I am currently working on enabling SMMU-v3 in hypervisor, I notice in SMMU-v3, there are several memory attribute configuration options.
a. TABLE_SH for Table access Shareability
b. TABLE_OC for Table access Outer Cacheability
c. TABLE_IC for Table access Inner Cancheability.
same configurations for queue access( QUEUE_SH, QUEUE_OC, QUEUE_IC)
/* CR1 (table and queue memory attributes) */
reg = (CR1_SH_ISH << CR1_TABLE_SH_SHIFT) |
(CR1_CACHE_WB << CR1_TABLE_OC_SHIFT) |
(CR1_CACHE_WB << CR1_TABLE_IC_SHIFT) |
(CR1_SH_ISH << CR1_QUEUE_SH_SHIFT) |
(CR1_CACHE_WB << CR1_QUEUE_OC_SHIFT) |
(CR1_CACHE_WB << CR1_QUEUE_IC_SHIFT);
writel_relaxed(reg, smmu->base + ARM_SMMU_CR1);
always configure the register with the dedicated value without thinking about SMMU_IDR0 COHACC, bit ( Coherent access supported to translations, structures and queues.), if there is one SMMU with COHACC as 0, do not support Coherent access, it can only use non-cacheable memory, but the cr1 always configured with cacheablity, does the SMMU works properly?
a. [169:168] S2IR0 for Inner region Cacheability for stage 2 translation table access.
b. [171:170] S2OR0 for Outer region Cacheability for stage 2 translation table access.
c. [173:172] S2SH0 for Shareability for stage 2 translation table access
It does sound as if the problem is down to memory coherency problems.
Have you double checked the attributes used on the CPU for the memory? One test would be to see whether adding a Clean to the PoC (followed by a DSB) for the memory housing the queue/ST/etc.
thanks for your reply.
I checked the attributes used on the cpu for the memory, the normal non-cacheable mair value(0x44) and the right index set to pte.
After I add an cache operation, SMMU works, and the upstream device can access memory normally.

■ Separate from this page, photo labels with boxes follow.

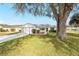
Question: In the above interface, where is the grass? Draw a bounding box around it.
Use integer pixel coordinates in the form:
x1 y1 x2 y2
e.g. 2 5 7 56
0 32 17 36
0 33 79 56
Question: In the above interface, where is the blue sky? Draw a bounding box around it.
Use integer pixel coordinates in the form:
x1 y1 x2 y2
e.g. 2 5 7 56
0 4 78 25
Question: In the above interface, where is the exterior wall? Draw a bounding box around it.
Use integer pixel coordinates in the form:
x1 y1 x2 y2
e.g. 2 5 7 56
3 28 21 32
66 27 79 33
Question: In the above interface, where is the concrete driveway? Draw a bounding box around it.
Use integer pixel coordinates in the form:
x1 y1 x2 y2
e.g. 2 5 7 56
0 33 27 43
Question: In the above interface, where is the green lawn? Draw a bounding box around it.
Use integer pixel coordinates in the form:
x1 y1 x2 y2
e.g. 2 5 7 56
0 33 79 56
0 32 18 36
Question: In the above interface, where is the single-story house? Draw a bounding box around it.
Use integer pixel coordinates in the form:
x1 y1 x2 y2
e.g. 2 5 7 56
0 23 51 34
22 23 51 34
54 26 79 33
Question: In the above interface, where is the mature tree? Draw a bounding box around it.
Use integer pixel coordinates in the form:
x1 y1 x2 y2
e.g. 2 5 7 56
69 13 79 27
14 3 75 39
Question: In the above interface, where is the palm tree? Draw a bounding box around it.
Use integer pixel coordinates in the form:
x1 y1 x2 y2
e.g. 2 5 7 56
14 3 75 39
69 13 79 27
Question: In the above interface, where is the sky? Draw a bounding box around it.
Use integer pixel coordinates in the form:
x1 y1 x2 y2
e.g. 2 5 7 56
0 4 78 25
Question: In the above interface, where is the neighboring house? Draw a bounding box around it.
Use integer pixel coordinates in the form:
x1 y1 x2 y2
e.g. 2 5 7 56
0 23 51 34
54 26 79 33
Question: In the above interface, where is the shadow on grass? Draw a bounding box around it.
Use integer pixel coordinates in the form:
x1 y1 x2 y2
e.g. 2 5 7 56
40 35 79 56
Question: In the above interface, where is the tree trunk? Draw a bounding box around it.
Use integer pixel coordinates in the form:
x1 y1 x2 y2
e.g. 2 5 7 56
57 19 66 39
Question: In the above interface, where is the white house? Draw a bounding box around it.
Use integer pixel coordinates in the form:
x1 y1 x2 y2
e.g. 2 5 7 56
21 23 51 34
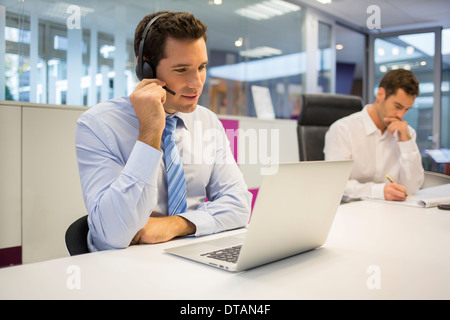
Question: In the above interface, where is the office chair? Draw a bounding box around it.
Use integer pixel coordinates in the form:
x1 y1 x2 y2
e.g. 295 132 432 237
421 171 450 189
297 93 363 161
66 215 89 256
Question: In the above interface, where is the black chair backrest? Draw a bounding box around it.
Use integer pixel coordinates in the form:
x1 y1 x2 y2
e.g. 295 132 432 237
65 215 89 256
297 93 363 161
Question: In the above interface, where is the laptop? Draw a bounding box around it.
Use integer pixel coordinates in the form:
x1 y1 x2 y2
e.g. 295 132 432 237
165 160 353 272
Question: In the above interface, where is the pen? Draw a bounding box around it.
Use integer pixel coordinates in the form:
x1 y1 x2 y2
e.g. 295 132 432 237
384 174 397 183
384 174 408 198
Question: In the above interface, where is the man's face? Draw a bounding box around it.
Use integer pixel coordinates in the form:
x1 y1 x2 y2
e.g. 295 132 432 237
377 88 416 127
156 37 208 113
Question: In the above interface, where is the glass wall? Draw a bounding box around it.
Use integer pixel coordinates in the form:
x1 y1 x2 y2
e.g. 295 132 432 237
441 29 450 149
0 0 324 118
374 32 434 150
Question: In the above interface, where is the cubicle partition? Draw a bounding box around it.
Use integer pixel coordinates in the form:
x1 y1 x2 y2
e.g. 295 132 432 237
0 101 298 267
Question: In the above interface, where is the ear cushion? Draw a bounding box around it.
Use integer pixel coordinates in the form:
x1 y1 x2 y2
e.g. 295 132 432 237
142 61 155 79
135 61 155 81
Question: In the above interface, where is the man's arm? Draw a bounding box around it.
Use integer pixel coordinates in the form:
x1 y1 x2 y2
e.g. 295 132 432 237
76 80 166 250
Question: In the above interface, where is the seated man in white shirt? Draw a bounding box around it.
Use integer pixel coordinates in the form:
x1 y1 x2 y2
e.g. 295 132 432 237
324 69 424 201
76 12 251 251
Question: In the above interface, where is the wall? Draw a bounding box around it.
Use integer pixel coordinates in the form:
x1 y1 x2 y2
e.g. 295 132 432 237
0 101 298 267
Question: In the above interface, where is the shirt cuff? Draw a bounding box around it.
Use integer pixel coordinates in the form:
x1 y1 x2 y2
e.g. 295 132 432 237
179 210 215 237
398 139 417 154
370 183 385 199
123 140 162 187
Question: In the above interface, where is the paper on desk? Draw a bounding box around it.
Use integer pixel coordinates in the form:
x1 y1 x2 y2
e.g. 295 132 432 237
370 183 450 208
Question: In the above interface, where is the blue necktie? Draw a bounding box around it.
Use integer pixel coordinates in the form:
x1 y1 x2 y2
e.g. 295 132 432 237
164 117 187 215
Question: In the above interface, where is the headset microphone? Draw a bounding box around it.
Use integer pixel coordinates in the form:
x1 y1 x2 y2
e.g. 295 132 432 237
136 13 176 95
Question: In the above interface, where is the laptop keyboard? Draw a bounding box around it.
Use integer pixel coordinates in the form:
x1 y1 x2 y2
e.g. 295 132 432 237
202 245 242 263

All the listed tests have the same result on real silicon chip and fvp revc platform. details as
base on the test above, it looks like the SMMU waiting for the CPU cache operation before it do the real memory access(access PTE or wirte event queue), and SMMU uses the cpu cache operation as the synchronizing signal.
Doing cache operation to non-cacheable memory looks wired. Can you share more detailed logic rules(similar to Pseudocode in arm arch spec) deep in the SMMU IP module? And why the SMMU take the logic rules?